Another homegrown film premiering at the festival is “Vandal,” the gritty directing debut by Miami native Jose Daniel Freixas about the thrills and struggles of illegal graffiti artists. It’d be a compelling subject for any director, but all the more so for Freixas, as he’s been immersed in that scene for most of his life.
“I come from the graffiti world. I’ve been doing graffiti since I was 10,” says Freixas, 36, whose other film credits include producing the 2015 coming-of-age drama ‘Magic City Memoirs.’ “I’m not active anymore, but it’s really one of the reasons I even got into this profession, because I was so active in the graffiti game in Miami, and I felt that it was kind of a crazy world in many respects. I started saying, ‘Man, I gotta make a movie on this, because this is just a wild game.’ And it just stuck with me.”
Nowadays, when people think of graffiti, the fantastically intricate and colorful murals of Wynwood come to mind, as well as the hugely publicized works of famous artists such as the mysterious Banksy.
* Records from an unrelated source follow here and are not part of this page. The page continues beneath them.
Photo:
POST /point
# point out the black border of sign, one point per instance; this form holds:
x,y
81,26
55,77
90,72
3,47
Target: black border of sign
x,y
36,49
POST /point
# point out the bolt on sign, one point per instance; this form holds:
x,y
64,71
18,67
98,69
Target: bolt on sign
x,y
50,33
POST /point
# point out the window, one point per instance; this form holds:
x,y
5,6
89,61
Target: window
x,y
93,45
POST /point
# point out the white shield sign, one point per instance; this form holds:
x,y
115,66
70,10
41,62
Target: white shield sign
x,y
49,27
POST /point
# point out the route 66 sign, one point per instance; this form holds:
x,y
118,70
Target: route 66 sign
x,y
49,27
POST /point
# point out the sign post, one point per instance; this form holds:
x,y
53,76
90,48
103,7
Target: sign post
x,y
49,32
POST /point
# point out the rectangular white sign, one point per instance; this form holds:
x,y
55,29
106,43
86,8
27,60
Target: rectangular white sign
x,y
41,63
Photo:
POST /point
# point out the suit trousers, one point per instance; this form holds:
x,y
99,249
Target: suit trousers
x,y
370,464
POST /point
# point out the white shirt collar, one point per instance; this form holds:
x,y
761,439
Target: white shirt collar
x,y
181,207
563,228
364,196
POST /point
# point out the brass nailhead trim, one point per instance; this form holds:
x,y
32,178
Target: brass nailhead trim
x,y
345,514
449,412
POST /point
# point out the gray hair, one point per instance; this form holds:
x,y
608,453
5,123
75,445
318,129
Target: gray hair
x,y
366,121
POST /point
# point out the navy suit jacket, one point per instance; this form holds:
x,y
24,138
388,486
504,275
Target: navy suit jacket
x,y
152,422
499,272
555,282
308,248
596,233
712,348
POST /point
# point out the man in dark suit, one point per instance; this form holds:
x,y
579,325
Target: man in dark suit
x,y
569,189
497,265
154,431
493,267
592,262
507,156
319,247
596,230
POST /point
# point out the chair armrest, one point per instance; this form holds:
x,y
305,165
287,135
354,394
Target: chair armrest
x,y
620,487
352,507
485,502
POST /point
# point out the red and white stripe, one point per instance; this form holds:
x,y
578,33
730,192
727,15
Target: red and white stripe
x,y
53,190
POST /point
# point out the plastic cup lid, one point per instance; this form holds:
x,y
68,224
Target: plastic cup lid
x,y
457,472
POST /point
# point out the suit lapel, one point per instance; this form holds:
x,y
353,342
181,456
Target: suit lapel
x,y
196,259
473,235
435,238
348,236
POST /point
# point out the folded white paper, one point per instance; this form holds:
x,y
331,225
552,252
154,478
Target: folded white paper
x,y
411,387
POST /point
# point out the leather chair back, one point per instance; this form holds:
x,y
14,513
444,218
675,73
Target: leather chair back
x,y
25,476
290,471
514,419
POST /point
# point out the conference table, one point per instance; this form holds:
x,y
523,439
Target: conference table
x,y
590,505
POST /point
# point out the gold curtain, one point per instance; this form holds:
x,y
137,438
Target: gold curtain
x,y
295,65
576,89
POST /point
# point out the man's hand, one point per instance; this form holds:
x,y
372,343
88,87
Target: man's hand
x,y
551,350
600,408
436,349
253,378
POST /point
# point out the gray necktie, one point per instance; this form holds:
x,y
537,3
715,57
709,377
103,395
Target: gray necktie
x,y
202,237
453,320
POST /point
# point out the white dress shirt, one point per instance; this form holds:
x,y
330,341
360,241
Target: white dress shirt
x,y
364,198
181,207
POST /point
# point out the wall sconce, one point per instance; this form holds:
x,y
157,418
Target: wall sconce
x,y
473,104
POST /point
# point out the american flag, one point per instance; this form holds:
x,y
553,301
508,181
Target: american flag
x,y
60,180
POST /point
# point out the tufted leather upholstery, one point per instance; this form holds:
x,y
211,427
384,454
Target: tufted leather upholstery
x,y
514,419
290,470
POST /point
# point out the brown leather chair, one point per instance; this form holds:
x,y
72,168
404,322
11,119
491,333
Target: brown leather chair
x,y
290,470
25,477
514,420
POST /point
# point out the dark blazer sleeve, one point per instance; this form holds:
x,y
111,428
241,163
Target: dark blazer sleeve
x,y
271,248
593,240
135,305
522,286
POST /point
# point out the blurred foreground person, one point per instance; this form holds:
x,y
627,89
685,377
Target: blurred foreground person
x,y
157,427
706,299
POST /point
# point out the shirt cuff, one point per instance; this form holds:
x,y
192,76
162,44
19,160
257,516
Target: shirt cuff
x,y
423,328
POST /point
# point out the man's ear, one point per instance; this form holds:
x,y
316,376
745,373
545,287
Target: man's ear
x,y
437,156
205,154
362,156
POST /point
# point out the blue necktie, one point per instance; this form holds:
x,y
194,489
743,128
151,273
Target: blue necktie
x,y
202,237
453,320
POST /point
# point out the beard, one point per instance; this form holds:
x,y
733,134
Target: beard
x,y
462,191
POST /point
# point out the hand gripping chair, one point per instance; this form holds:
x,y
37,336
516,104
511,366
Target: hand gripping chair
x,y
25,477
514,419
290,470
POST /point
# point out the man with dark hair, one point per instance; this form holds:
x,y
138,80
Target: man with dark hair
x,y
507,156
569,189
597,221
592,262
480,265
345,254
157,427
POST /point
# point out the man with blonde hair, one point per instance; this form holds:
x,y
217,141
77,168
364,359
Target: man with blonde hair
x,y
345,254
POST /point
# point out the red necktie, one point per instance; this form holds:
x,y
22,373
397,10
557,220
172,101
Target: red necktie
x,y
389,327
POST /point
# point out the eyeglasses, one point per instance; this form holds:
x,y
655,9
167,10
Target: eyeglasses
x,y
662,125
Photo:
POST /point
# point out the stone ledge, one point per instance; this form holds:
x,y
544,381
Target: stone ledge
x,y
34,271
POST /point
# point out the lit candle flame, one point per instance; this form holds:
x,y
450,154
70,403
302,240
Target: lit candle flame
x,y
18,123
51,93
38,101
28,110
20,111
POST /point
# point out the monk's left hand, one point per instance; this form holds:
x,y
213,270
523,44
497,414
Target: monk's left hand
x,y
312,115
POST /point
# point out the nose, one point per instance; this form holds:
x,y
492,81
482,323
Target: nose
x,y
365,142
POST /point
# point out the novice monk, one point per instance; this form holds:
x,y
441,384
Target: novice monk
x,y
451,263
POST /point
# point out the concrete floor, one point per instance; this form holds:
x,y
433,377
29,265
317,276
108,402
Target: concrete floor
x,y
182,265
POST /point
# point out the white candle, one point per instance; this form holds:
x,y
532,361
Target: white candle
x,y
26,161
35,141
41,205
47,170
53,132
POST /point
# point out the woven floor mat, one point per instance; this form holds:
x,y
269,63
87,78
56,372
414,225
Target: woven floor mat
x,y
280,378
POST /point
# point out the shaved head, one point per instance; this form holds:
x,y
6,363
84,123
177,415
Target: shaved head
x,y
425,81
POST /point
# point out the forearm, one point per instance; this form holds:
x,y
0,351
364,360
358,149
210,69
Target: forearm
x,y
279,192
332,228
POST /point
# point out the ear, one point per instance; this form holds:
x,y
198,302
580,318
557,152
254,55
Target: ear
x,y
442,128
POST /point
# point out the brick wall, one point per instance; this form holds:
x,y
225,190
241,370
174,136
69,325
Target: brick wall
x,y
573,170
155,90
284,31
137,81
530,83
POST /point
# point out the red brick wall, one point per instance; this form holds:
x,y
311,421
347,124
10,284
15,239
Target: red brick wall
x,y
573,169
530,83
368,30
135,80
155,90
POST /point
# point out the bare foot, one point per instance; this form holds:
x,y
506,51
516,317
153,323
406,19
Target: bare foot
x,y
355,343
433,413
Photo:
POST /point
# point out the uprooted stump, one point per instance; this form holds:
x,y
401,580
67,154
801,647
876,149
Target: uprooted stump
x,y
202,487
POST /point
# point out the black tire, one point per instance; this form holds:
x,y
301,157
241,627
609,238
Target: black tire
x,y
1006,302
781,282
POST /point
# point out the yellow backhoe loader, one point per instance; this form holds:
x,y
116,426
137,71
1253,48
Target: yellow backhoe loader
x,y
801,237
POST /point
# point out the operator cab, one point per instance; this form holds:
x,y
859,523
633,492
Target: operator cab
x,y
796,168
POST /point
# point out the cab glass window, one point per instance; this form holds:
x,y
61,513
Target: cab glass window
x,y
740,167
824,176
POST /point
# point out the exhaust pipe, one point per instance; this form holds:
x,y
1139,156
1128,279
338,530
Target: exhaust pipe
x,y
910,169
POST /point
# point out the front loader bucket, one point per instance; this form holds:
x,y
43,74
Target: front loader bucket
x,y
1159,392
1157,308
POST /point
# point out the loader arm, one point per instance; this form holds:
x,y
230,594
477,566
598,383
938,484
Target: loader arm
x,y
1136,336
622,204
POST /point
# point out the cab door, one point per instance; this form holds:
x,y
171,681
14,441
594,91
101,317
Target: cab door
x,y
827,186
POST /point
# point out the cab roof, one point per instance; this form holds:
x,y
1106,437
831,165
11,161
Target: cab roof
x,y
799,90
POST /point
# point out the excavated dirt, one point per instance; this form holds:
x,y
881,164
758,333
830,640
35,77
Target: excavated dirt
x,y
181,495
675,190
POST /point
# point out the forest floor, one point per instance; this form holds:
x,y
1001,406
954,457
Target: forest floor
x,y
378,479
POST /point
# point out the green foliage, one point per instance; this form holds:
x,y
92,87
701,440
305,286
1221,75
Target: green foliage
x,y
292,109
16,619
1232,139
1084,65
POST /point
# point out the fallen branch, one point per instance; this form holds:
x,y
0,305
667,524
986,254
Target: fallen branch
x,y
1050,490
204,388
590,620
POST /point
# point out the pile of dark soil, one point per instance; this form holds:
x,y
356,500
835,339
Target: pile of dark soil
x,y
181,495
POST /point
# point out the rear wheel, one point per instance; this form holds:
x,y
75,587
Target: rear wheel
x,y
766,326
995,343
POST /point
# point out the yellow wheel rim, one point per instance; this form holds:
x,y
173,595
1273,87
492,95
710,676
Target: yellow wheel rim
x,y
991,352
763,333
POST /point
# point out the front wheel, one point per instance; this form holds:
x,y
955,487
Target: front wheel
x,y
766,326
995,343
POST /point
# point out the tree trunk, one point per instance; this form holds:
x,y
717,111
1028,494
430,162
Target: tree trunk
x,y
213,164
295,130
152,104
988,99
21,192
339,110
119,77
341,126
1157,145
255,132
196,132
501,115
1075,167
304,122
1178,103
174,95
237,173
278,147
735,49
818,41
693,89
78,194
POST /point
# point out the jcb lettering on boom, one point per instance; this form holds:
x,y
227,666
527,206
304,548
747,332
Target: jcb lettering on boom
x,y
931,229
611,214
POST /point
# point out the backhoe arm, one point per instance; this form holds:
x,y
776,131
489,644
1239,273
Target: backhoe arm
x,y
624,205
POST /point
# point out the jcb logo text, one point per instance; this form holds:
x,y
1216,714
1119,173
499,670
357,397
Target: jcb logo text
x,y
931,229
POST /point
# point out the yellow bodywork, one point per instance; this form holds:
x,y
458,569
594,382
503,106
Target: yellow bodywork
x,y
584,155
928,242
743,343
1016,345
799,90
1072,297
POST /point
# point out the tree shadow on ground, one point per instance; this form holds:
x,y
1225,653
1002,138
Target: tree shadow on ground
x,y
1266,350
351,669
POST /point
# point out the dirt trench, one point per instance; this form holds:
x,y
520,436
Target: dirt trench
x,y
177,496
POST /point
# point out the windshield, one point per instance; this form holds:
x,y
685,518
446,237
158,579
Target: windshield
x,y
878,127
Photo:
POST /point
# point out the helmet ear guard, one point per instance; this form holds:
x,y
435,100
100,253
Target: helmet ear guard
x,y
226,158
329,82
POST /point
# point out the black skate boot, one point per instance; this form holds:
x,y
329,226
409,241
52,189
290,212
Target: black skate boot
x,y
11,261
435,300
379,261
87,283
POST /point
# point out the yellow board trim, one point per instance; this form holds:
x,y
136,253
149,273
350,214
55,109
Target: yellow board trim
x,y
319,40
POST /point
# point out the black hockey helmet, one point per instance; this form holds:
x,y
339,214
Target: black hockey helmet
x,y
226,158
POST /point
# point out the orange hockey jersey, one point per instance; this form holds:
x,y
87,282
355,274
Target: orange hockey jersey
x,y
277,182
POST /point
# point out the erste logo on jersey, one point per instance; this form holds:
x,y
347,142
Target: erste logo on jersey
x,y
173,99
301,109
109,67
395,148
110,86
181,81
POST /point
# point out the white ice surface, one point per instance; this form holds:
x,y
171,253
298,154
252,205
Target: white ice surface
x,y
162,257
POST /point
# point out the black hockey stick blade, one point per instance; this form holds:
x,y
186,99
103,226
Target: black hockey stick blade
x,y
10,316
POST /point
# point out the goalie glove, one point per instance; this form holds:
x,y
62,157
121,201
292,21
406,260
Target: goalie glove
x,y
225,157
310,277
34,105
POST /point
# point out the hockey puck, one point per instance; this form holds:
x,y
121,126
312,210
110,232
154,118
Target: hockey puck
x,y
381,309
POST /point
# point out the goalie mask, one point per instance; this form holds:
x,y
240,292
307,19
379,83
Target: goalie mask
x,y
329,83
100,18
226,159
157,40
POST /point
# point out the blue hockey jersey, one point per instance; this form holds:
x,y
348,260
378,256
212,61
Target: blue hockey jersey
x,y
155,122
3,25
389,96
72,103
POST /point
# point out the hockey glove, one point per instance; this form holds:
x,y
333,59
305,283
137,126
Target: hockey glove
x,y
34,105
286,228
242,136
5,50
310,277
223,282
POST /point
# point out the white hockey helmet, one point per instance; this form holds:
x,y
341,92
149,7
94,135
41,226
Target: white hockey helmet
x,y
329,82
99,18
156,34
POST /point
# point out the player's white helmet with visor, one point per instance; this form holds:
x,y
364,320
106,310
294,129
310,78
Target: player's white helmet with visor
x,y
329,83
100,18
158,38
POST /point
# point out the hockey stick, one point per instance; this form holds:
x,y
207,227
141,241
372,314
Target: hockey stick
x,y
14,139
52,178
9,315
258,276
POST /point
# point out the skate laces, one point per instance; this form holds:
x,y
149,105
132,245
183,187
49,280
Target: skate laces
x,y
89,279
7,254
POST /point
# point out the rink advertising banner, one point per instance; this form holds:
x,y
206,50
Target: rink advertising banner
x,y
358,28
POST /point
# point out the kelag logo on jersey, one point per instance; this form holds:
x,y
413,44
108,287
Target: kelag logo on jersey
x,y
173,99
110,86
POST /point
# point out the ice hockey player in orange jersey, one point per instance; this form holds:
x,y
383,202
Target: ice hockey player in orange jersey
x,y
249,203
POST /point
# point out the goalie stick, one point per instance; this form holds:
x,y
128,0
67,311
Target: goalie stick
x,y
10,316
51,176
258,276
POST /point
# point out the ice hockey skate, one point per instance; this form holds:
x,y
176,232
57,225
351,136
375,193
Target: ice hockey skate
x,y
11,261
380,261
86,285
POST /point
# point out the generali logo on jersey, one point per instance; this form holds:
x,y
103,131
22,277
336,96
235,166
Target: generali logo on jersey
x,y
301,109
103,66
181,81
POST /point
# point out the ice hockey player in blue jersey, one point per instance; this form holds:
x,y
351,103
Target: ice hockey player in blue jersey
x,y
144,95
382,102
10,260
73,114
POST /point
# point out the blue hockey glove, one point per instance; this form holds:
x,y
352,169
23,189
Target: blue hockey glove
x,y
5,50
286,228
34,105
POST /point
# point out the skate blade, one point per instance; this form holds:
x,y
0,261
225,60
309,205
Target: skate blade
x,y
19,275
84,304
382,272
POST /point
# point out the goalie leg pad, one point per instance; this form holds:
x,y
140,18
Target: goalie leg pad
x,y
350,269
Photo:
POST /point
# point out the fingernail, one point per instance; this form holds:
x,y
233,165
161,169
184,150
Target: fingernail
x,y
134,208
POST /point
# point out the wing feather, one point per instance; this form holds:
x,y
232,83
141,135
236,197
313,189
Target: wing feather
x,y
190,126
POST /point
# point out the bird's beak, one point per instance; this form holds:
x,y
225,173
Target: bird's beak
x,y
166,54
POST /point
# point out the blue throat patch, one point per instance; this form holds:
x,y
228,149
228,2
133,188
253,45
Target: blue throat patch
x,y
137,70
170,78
But it wasn’t always that way.
“Graffiti has changed,” Freixas says. “The era I came from, which was like ’90s graffiti in Miami, was a very violent scene. The graffiti crews were almost like hybrids of gangs, and it was very territorial. If you’re spraying on somebody else’s neighborhood and they catch you in the act, they will jump you. Or if you go to a party in another neighborhood and that crew’s there, and they don’t like you, you’re fighting. There was a whole gang aspect to it that I don’t think exists today. Now, it’s a lot more about the art.”
Because filming the creation of world-class graffiti requires authenticity and precision, Freixas called upon “graffiti doubles” to step in for his actors when needed, drawing upon his street cred to access artists that no other director could hope to approach.
“We had a whole crew of very famous graffiti artists, some guys that have never done a legal wall,” he says. “They’re infamous vandals, and I’m not even allowed to say their names, and they came and did a lot of the graffiti in the movie in place of the actors. I was able to access that world in a way that somebody who’s not from the community couldn’t have.”
With “Vandal,” Freixas may have finally realized his dream of making a film about graffiti. But that doesn’t mean it’s not still in his blood.
“It wasn’t too long ago that I was out on the streets vandalizing something,” he says. “It’s one of those things that anybody that has come up in the graffiti world knows: Old habits die hard.”
If you go
The 36th annual Miami Film Festival runs Friday through March 10. For programming schedule and venues, go to MiamiFilmFestival.com.